What got him most was the face. For a time he couldn't look directly at it: he had to contemplate the road, the hills, the big cedar trees, anything else. There was something in the little dead eyes, a glint that was rapidly fading. They weren't the lusterless eyes of a fish, stupid and vacant. The life he had seen haunted him, and he had got only a brief glimpse, as the truck bore down on it and crushed it flat.

"They crawl across here every once in a while," the farmer said quietly. "Sometimes they get as far as town. The first one I saw was heading down the middle of Grant Street, about fifty yards an hour. They go pretty slow. Some of the teenage kids like to run them down. Personally I avoid them, if I see them."
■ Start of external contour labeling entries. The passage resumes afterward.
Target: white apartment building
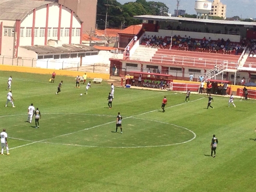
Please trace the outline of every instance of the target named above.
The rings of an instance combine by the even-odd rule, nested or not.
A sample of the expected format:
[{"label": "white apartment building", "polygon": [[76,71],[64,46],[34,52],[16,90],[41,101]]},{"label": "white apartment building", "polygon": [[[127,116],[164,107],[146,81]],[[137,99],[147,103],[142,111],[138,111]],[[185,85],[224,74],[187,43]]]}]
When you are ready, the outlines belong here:
[{"label": "white apartment building", "polygon": [[226,19],[226,10],[227,5],[220,2],[220,0],[214,0],[211,5],[210,15],[212,16],[223,17]]}]

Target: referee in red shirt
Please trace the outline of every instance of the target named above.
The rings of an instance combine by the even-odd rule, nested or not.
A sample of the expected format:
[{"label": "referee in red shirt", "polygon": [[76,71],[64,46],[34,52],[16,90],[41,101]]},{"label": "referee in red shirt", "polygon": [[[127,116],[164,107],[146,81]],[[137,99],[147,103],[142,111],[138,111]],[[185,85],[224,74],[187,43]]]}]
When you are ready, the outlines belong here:
[{"label": "referee in red shirt", "polygon": [[167,99],[166,98],[166,97],[165,96],[164,98],[163,99],[163,101],[162,102],[162,106],[161,106],[162,109],[163,109],[163,112],[165,111],[165,110],[164,110],[164,107],[167,105]]}]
Gretry kicked aimlessly at the thing. He wondered vaguely how many more there were in the bushes and hills. He could see farmhouses set back from the road, white gleaming squares in the hot Tennessee sun. Horses and sleeping cattle. Dirty chickens scratching. A sleepy, peaceful countryside, basking in the late-summer sun.

"Where's the radiation lab from here?" he asked.

The farmer indicated. "Over there, on the other side of those hills. You want to collect the remains? They have one down at the Standard Oil Station in a big tank. Dead, of course. They filled the tank with kerosene to try to preserve it. That one's in pretty good shape, compared to this. Joe Jackson cracked its head with a two-by-four. He found it crawling across his property one night."

Gretry got shakily back into the truck. His stomach turned over and he had to take some long deep breaths. "I didn't realize there were so many. When they sent me out from Washington they just said a few had been seen."

"There's been quite a lot." The farmer started up the truck and carefully skirted the remains on the pavement. "We're trying to get used to them, but we can't. It's not nice stuff. A lot of people are moving away. You can feel it in the air, a sort of heaviness. We've got this problem and we have to meet it." He increased speed, leathery hands tight around the wheel. "It seems like there's more of them born all the time, and almost no normal children."

Back in town, Gretry called Freeman long distance from the booth in the shabby hotel lobby. "We'll have to do something. They're all around here. I'm going out at three to see a colony of them. The fellow who runs the taxi stand knows where they are. He says there must be eleven or twelve of them together."

"How do the people around there feel?" ;

"How the hell do you expect? They think it's God's Judgment. Maybe they're right."

"We should have made them move earlier. We should have cleaned out the whole area for miles around. Then we wouldn't have this problem." Freeman paused. "What do you suggest?"

"That island we took over for the H-bomb tests."

"It's a damn big island. There was a whole group of natives we moved off and resettled." Freeman choked. "Good God, are there that many of them?"

"The staunch citizens exaggerate, of course. But I get the impression there must be at least a hundred."

Freeman was silent a long time. "I didn't realize," he said finally. "I'll have to put it through channels, of course. We were going to make further tests on that island. But I see your point."

"I'd like it," Gretry said. "This is a bad business. We can't have things like this. People can't live with this sort of thing. You ought to drop out here and take a look. It's something to remember."

"I'll -- See what I can do. I'll talk to Gordon. Give me a ring tomorrow."